– Да, Мессалу. Еще скажи ему, что за все зло, что я старалась причинить ему, я была так наказана, что даже он пожалел бы меня.
Слезы навернулись на глаза Эсфири, и она собиралась заговорить.
– Нет, – прервала ее Ира, – мне не нужно ни сожалений, ни слез. Скажи ему, наконец, что я поняла, что быть римлянином – значит быть зверем. Прощай.
Она повернулась к выходу. Эсфирь следовала за ней.
– Постой, повидайся с мужем. Он ничего не имеет против тебя. Он постоянно вспоминает о тебе. Мы будем твоими друзьями. Мы – христиане.
Ира была непоколебима:
– Нет. Я то, чем сама хотела быть. Но скоро всему будет конец.
– Но... – Эсфирь колебалась, – но не можем ли мы исполнить какое-нибудь твое желание? Нет ли чего-нибудь...
Лицо египтянки смягчилось, нечто похожее на улыбку появилось на ее губах. Она взглянула на играющих на полу детей.
– Мне бы хотелось... – сказала она.
Эсфирь уловила ее взгляд и поспешно прибавила:
– Считай их как бы своими.
Ира подошла к ним, опустилась на львиную шкуру и поцеловала обоих. Медленно поднимаясь, она еще раз взглянула на них и затем вышла, не простившись.
Она так поспешно сделала это, что у Эсфири не было времени принять какое бы то ни было решение.
Когда Бен-Гур узнал об этом посещении, он убедился в давнишнем своем предположении, что в день распятия Ира ушла от отца к Мессале. Тем не менее он немедленно отправился отыскивать ее, но тщетно. Голубой залив, несмотря на свой ясный, улыбающийся вид, имеет свои мрачные тайны. Умей он говорить, он рассказал бы нам о египтянке.
Симонид дожил до глубокой старости.

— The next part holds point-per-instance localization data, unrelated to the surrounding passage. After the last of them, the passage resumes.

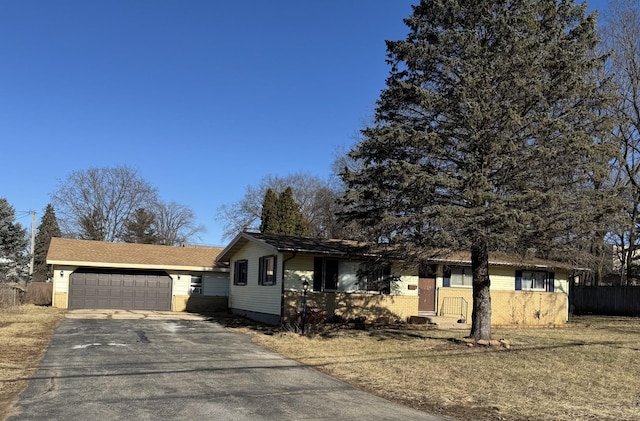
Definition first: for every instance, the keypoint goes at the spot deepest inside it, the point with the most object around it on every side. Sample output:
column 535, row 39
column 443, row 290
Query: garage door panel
column 142, row 290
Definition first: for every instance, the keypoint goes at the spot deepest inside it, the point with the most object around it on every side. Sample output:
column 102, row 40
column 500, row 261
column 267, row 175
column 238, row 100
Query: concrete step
column 447, row 322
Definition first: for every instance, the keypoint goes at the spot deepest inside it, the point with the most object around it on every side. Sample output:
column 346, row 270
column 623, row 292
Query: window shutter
column 446, row 281
column 275, row 270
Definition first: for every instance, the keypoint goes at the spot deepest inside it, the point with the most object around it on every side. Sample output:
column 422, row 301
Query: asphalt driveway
column 154, row 369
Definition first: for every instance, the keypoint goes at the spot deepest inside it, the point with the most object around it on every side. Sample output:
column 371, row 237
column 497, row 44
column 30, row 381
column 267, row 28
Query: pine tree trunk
column 481, row 315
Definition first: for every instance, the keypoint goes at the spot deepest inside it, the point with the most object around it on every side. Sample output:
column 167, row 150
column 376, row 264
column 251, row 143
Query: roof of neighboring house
column 65, row 251
column 354, row 249
column 283, row 243
column 497, row 259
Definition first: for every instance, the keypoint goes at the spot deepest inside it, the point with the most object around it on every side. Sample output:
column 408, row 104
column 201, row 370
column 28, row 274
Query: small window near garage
column 240, row 272
column 461, row 276
column 196, row 285
column 376, row 277
column 534, row 280
column 267, row 266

На десятом году царствования Нерона он бросил дела в торговых домах Антиохии. Он до конца сохранил ясный ум, доброе сердце и был замечательно удачлив.
Однажды вечером, в вышеупомянутом году, он сидел в кресле на террасе своего торгового дома. Бен-Гур, Эсфирь и трое их детей были с ним. Последний его корабль покачивался на реке, стоя на якоре, остальные все были проданы. За все время со дня распятия только одно горе испытали они: то была смерть матери Бен-Гура, но и эта утрата была бы страшнее для них, если бы они не были христианами.
Корабль этот прибыл только накануне, принеся весть о преследованиях христиан, предпринятых Нероном в Риме, и они, сидя на террасе, обсуждали это известие.
Маллух, остававшийся на службе, вошел и подал Бен-Гуру пакет.
– Кто привез его? – спросил Бен-Гур, прочтя его.
– Араб.
– А где он?
– Он тотчас же удалился.
– Слушайте, – сказал Иуда присутствующим и прочел следующее:
От Ильдерима, сына Ильдерима Щедрого, шейха племени Ильдерима. Иуде, сыну Гура.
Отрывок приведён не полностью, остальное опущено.